Peptide-polymer biotherapeutic synthesis on novel cross-linked beads with "spatially tunable" and "isolated" functional sites.

Solid phase synthesis of polymer biotherapeutics using conventional polymers suffers from many limitations such as low synthetic yield and purity. The conventional polymers prepared by either pre- or post-functionalization strategies have no control over the point of functionalization. Hence we report a novel cross-linked polymer in which the functional groups are spatially tuned to predefined distance with optimal site isolation. This has been achieved by the design and synthesis of a tetra functional PEG, 3,3'-(PEG)bis(1-(4-vinylphenoxy)propan-2-ol) (bis(VPP)PEG). It has been incorporated at cross-linking of 1-12%, into a polystyrene network by free radical suspension polymerization. In this polymer, the distance between hydroxyl functional groups has been spatially tuned in a predefined manner by varying the length of the cross-linker backbone from ethylene glycol to PEG1000 Da and the loading capacity could be varied from 0.1 to 0.9 mmol/g.
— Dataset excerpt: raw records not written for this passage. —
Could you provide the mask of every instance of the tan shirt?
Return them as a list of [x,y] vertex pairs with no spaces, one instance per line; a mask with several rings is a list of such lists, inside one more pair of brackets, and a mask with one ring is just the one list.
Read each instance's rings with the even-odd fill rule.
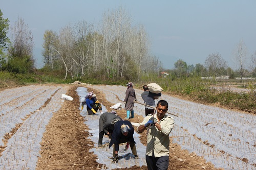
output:
[[[155,115],[155,116],[156,116]],[[145,125],[152,117],[152,114],[146,116],[140,125]],[[164,117],[157,123],[161,125],[161,131],[155,126],[151,127],[147,136],[147,146],[146,155],[150,156],[153,155],[153,150],[155,157],[163,156],[169,156],[169,144],[170,134],[174,125],[174,119],[165,115]]]

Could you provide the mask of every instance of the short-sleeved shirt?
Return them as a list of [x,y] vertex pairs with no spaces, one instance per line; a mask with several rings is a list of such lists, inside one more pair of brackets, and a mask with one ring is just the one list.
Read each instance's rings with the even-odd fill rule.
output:
[[[146,116],[140,125],[145,125],[152,117],[152,114]],[[152,156],[153,151],[155,157],[169,156],[169,144],[170,134],[174,125],[174,119],[165,115],[159,122],[162,130],[159,131],[155,126],[151,127],[147,136],[146,155]]]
The polymer has been characterized by SEM, FTIR, and 13C NMR. The polymer exhibits excellent swelling behavior and high chemical stability. The synthetic efficiency of the polymer was demonstrated by the successful synthesis of three structural classes of PEGylated antimicrobial peptide biotherapeutics and the difficult ACP (65-74) fragment. Thus the "spatially defined" and "site isolated" synthesis within the new polymer offers a novel strategy for synthesis of difficult peptide-polymer bioconjugates. The bioassay studies shows that PEGylation of AMPs significantly reduces their hemolytic potential but the retainment of antibacterial property was dependent both on the peptide sequence and the size of PEG used.